The new St. Nicholas Greek Orthodox Church and National Shrine hosted its first liturgy service Tuesday to mark the Feast of St. Nicholas and is preparing to welcome visitors of all faiths who want to remember the victims of the Sept. 11, 2001 terrorist attacks.
“Today is a joyous day for America and for New York,” said Michael Psaros, chair of Friends of St. Nicholas, the group tasked with raising funds for the church. “We invite all of America to please come visit, to come to the cenotaph that was created and built in memory of 3,000 people who were martyred and murdered on Sept. 11.”
Completion of the project, one of the last pieces of the newly built World Trade Center complex, once seemed in doubt.
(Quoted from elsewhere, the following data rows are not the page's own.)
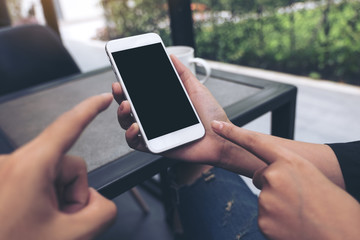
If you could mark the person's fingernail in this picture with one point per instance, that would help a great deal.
(217, 125)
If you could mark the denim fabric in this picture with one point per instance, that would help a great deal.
(219, 205)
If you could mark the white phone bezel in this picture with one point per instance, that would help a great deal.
(170, 140)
The Greek Orthodox Archdiocese of America and the Port Authority of New York and New Jersey, which owns the World Trade Center, battled in court over where the new church would be built before agreeing to Liberty Park just south of the main trade center site.
A ceremonial groundbreaking was held in 2014, but construction came to a halt in 2017 when the archdiocese fell behind on payments.
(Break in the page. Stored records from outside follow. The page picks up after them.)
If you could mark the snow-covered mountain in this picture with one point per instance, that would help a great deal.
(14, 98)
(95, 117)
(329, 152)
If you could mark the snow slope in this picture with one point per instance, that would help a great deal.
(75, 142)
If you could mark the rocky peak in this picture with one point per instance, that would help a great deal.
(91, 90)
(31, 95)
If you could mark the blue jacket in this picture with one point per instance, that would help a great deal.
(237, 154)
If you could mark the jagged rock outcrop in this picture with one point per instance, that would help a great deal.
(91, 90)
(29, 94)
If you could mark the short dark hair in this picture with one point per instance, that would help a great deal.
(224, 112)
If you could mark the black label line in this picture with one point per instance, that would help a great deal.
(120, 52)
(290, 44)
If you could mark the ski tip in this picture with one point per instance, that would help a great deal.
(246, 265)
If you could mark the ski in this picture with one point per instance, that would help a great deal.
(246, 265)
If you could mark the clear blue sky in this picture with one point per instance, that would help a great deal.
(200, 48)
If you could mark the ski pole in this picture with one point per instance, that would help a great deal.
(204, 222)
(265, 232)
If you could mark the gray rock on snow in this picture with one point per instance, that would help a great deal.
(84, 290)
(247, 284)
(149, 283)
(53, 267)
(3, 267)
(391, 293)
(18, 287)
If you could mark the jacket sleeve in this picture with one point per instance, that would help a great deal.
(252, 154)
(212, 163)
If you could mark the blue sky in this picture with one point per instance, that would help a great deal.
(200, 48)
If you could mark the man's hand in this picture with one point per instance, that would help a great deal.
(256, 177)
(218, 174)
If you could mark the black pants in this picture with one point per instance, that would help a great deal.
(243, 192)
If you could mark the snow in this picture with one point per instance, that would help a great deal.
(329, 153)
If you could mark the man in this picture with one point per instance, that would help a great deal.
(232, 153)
Work resumed in 2020 with the goal of opening St. Nicholas in time for the 20th anniversary of the terrorist attacks on Sept. 11, 2021. That goal was not quite met, though the church was ceremonially lighted to mark the anniversary last year.
But on Tuesday, icons depicting heroes of Sept. 11 as well as Christ and the saints watched over a service conducted largely in New Testament Greek.